Ah ! Comme je vous comprends, femmes trahies ! Je comprends votre joie quand on vous a appris : “ La chair de la Belle est plus puante et plus pourrie que celle d’une charogne qui gît dans le fossé d’un grand chemin et est devenue la proie des corbeaux et des vers. ” Mais je vous dis : sachez pardonner. Dieu s’est chargé de votre vengeance, et puis Dieu a pardonné. A votre tour de pardonner. Moi, je lui ai pardonné en votre nom, parce que je sais que vous êtes bonnes, femmes de Bethsaïde, qui me saluez du cri : “ Béni soit l’Agneau de Dieu ! Béni soit celui qui vient au nom du Seigneur ! ” Si je suis l’Agneau – et vous le reconnaissez –, si je viens parmi vous, moi l’Agneau, vous devez toutes devenir de douces brebis, même celles auxquelles une douleur, lointaine désormais, d’épouses trahies a donné l’instinct de fauve qui défend sa nichée. Je ne pourrais rester parmi vous si vous étiez des tigres et des hyènes, car je suis l’Agneau.
Celui qui vient au nom très saint de Dieu rassembler les justes et les pécheurs pour les amener au Ciel est allé vers cette femme repentie et lui a dit : “ Sois purifiée. Va, et expie. ” J’ai fait cela un jour de sabbat, ce dont on m’accuse. Accusation officielle. La seconde est d’avoir approché une prostituée.

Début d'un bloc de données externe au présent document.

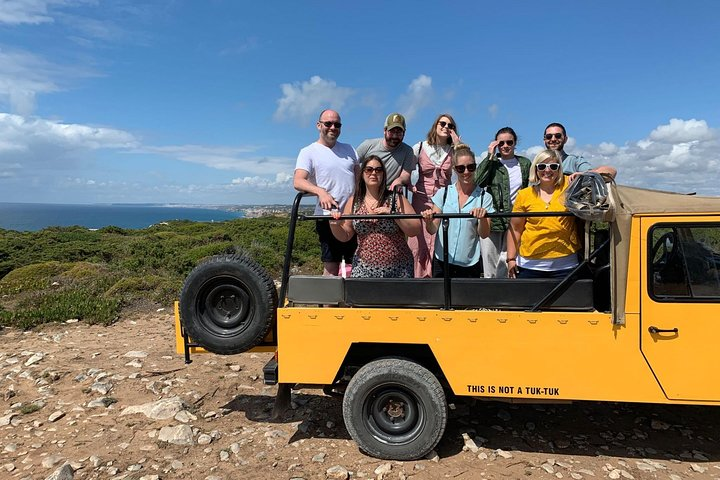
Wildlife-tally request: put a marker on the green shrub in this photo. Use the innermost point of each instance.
(59, 306)
(31, 277)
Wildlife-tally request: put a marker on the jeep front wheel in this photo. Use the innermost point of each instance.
(395, 409)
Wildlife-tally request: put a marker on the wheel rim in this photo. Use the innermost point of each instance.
(225, 306)
(393, 414)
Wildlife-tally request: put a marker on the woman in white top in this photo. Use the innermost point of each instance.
(434, 160)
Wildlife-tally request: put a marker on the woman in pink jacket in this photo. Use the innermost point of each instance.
(434, 158)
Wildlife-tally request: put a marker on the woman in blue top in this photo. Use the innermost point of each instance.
(463, 233)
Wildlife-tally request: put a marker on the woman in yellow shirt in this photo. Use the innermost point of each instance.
(543, 247)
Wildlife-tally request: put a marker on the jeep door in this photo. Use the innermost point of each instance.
(680, 304)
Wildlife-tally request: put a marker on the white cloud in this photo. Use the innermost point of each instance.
(243, 158)
(493, 110)
(33, 147)
(419, 95)
(682, 131)
(24, 76)
(681, 156)
(303, 100)
(281, 180)
(34, 12)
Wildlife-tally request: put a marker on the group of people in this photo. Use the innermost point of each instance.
(363, 181)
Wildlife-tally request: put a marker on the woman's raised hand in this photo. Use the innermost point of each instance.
(478, 212)
(427, 215)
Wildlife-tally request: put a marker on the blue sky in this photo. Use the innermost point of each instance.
(209, 102)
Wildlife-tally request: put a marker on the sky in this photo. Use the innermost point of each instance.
(209, 102)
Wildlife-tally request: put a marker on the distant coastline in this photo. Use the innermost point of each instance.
(37, 216)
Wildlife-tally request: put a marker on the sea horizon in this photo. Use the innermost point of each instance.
(26, 216)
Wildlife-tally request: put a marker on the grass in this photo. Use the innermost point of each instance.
(61, 273)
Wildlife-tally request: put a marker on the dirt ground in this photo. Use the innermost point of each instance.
(64, 390)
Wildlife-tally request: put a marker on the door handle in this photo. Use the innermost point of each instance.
(653, 330)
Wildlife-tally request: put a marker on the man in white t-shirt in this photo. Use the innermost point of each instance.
(396, 156)
(555, 138)
(328, 168)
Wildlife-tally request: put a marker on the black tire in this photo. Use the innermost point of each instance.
(395, 409)
(228, 304)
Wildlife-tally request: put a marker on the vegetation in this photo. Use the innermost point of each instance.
(71, 272)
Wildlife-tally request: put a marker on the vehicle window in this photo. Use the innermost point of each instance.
(685, 261)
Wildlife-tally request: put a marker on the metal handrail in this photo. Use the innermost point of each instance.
(445, 217)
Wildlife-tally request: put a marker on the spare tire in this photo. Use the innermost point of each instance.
(228, 304)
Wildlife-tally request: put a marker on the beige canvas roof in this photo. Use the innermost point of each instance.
(627, 202)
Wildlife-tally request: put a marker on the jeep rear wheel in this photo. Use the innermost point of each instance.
(395, 409)
(228, 304)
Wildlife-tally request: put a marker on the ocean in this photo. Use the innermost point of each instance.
(36, 216)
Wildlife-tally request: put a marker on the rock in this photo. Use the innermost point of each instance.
(432, 456)
(4, 421)
(34, 358)
(697, 455)
(383, 469)
(135, 354)
(337, 472)
(103, 388)
(502, 453)
(178, 435)
(161, 410)
(52, 460)
(585, 471)
(102, 402)
(55, 416)
(654, 464)
(469, 443)
(184, 416)
(63, 473)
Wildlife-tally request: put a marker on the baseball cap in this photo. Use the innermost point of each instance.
(395, 120)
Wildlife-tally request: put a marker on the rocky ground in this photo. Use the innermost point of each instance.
(80, 401)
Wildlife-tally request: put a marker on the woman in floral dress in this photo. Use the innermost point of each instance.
(382, 246)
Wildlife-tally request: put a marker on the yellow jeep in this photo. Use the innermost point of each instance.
(638, 321)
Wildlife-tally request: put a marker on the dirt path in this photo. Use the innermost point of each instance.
(64, 391)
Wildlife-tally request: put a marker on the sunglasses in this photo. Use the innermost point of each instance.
(554, 167)
(461, 168)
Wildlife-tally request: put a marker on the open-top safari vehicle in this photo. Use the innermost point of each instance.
(637, 321)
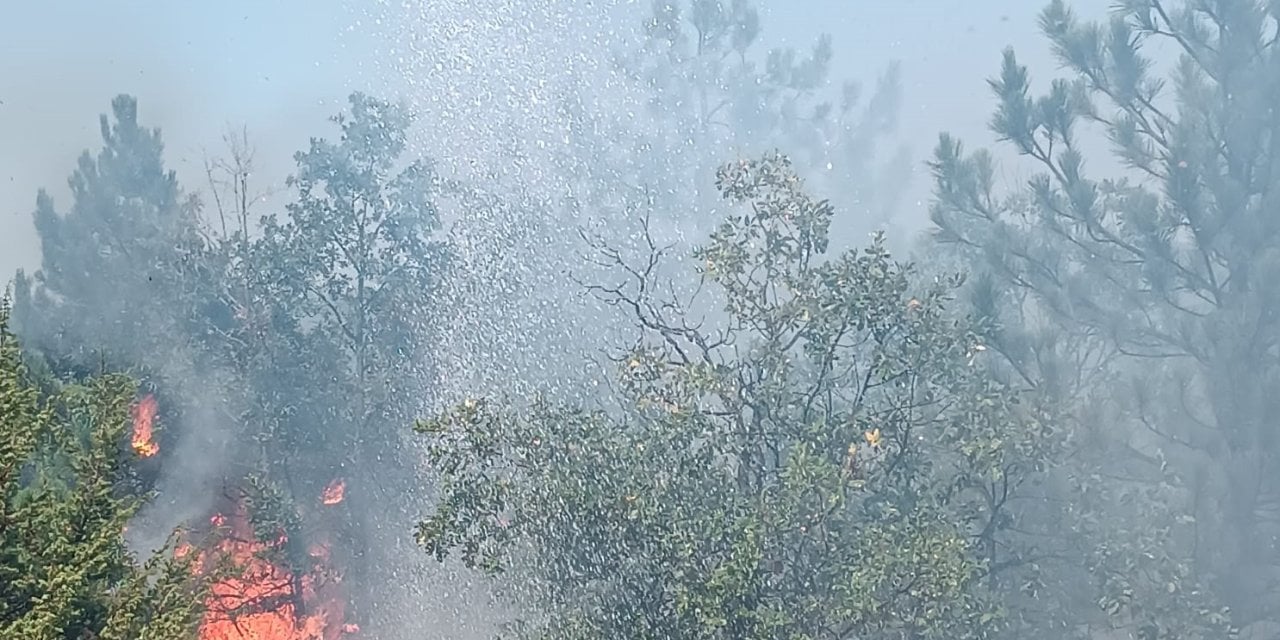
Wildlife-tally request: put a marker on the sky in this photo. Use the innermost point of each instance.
(282, 67)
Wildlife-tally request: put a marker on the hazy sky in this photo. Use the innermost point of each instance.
(282, 67)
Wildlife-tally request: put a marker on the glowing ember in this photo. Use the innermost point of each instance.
(144, 417)
(264, 599)
(333, 493)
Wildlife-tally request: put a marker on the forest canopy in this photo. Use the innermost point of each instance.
(703, 414)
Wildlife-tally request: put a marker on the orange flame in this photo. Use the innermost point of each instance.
(144, 417)
(334, 492)
(263, 599)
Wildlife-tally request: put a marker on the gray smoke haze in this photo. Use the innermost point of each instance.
(280, 71)
(487, 80)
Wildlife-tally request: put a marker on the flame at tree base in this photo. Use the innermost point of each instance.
(260, 598)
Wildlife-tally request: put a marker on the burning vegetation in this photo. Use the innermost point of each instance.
(144, 428)
(263, 590)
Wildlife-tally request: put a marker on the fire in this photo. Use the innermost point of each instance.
(144, 417)
(334, 492)
(263, 599)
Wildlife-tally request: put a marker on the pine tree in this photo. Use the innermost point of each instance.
(64, 502)
(1146, 297)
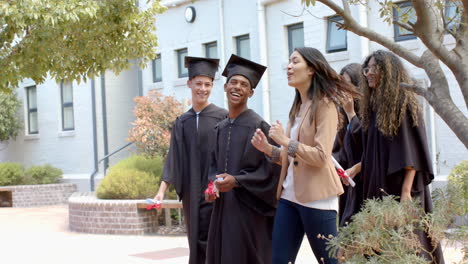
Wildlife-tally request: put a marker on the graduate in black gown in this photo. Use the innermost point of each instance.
(242, 219)
(347, 149)
(188, 162)
(396, 157)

Une femme qui avait été prostituée, mais qui n’était plus qu’une âme pleurant son péché.
Eh bien, je vous dis : je l’ai fait et le ferai encore. Apportez-moi le Livre : scrutez-le, étudiez-le, dans toute sa profondeur. Trouvez, si possible, un passage qui défend au médecin de soigner un malade, à un lévite de s’occuper de l’autel, à un prêtre d’écouter un fidèle, uniquement parce que c’est le sabbat. Si vous en trouvez un et me le montrez, je me battrai la poitrine et je reconnaîtrai : “ Seigneur, j’ai péché en ta présence et en présence des hommes. Je ne suis pas digne de ton pardon, mais si tu veux prendre pitié de ton serviteur, je te bénirai jusqu’à mon dernier soupir. ” Car cette âme était malade, et les malades ont besoin du médecin. C’était un autel profané et il était nécessaire qu’un lévite le purifie. C’était un fidèle qui allait pleurer dans le vrai Temple du vrai Dieu et il avait besoin du prêtre pour l’y introduire. En vérité, je vous dis que je suis Médecin, Lévite, Prêtre. En vérité je vous dis que si, au lieu de faire mon devoir, je laisse se perdre ne serait-ce qu’une seule âme poussée par le désir du salut, en ne la sauvant pas, le Dieu Père m’en demandera compte et me punira pour la perte de cette âme.
Voilà mon péché, d’après les puissants de Capharnaüm. Bien sûr, j’aurais pu attendre le lendemain du sabbat pour la guérir. Mais pourquoi attendre vingt-quatre heures de plus pour remettre dans la paix de Dieu un cœur contrit ? Ce cœur faisait preuve d’une humilité vraie, d’une réelle sincérité, d’une douleur parfaite. J’ai lu dans ce cœur. Son corps était encore lépreux, mais son cœur était déjà guéri par le baume des années de repentir, de larmes, d’expiation. Ce cœur avait besoin d’une seule chose pour être approché de Dieu sans pour cela rendre impur par ce voisinage l’air de sainteté qui entoure Dieu : ma consécration renouvelée. Je l’ai faite. Elle est sortie du lac pure, certes dans sa chair, mais plus encore dans son cœur.